Benjamin Tucker was a synthesizer and popularizer of individualist anarchist thought. He combined the American liberal anti-statism of Jefferson, Paine, and Thoreau, Warren's sovereignty of the individual, the natural law and libertarian logic of Spooner, the liberal minarchism of Herbert Spencer, the free banking of Proudhon and William B. Green and Spooner, and later the egoism Max Stirner. With such eclectic tastes, he was tolerant of other anarchist views, as he had to be as editor and publisher of the longest-running English-language anarchist periodical. Yet, he demanded logically consistent "plumb-line" anarchism; as Voltairine de Cleyre wrote, Tucker could "send his fine hard shafts among friends and foes with icy impartiality, hitting swift and cutting keen - and ever ready to nail a traitor."

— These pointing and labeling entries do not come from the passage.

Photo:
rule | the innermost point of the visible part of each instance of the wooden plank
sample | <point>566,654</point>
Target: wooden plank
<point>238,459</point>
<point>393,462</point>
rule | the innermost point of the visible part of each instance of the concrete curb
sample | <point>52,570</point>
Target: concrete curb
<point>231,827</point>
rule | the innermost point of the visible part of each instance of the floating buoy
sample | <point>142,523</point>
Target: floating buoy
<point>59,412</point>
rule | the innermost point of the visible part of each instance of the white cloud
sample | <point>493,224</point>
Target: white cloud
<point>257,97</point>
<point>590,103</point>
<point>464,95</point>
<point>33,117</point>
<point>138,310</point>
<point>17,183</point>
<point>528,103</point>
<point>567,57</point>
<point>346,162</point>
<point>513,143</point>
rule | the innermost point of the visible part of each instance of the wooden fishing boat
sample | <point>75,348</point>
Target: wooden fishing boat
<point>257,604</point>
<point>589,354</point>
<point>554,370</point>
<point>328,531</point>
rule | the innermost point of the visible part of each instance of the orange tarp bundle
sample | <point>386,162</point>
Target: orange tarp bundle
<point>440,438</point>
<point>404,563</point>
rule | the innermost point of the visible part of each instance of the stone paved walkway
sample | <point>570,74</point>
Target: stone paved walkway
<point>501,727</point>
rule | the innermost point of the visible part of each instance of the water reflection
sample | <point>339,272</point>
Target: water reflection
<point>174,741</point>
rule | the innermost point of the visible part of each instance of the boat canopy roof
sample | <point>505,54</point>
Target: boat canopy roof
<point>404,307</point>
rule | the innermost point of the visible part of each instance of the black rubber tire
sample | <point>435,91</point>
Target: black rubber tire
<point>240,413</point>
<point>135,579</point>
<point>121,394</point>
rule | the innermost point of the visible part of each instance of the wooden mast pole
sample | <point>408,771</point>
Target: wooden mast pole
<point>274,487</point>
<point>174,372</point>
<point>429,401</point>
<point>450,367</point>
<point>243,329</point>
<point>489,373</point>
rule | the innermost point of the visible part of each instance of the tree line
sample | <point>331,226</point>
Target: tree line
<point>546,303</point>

Tucker became familiar with American individualist anarchism when he was a student at MIT in 1872, after Ezra Heywood introduced him to William B. Greene and Josiah Warren. He went on to translate Proudhon's What is Property? and Max Stirner's The Ego and His Own into English, and published articles by anarchists from all over the world in his periodical Liberty. There were ongoing discussions of intellectual property, natural rights vs. egoism, and other theoretical issues, as well as reviews of anti-statist literature.
The purpose of Liberty, boiled down to its ultimate essence, is the abolition of authority. Liberty denies the authority of anybody's god to bind those who do not accept it through persuasion and natural selection. Liberty denies the authority of anybody's State to bind those who do not lend voluntary allegiance to it. Liberty denies the authority of anybody's 'public opinion', 'social custom', 'consensus of the competent', and every other fashionable or scholarly despot, to step between the individual and his free option in all things. - Benjamin Tucker, "Liberty"
Liberty lasted for 27 years, from 1881 to 1908, when Tucker's print shop tragically burned down. He published authors ranging from Herbert Spencer and Auberon Herbert, to George Bernard Shaw and Frederick Nietzsche, in addition to articles by his cohorts Victor Yarros, Lysander Spooner and William B. Greene. A list of his contributors is a who's who of anarchism of the time.
Tucker explained what anarchism was and was not, rejecting the legal utopian view that protection agencies and laws were unnecessary. In this important sense, he agreed with Molinari and those who would later be called anarcho-capitalists.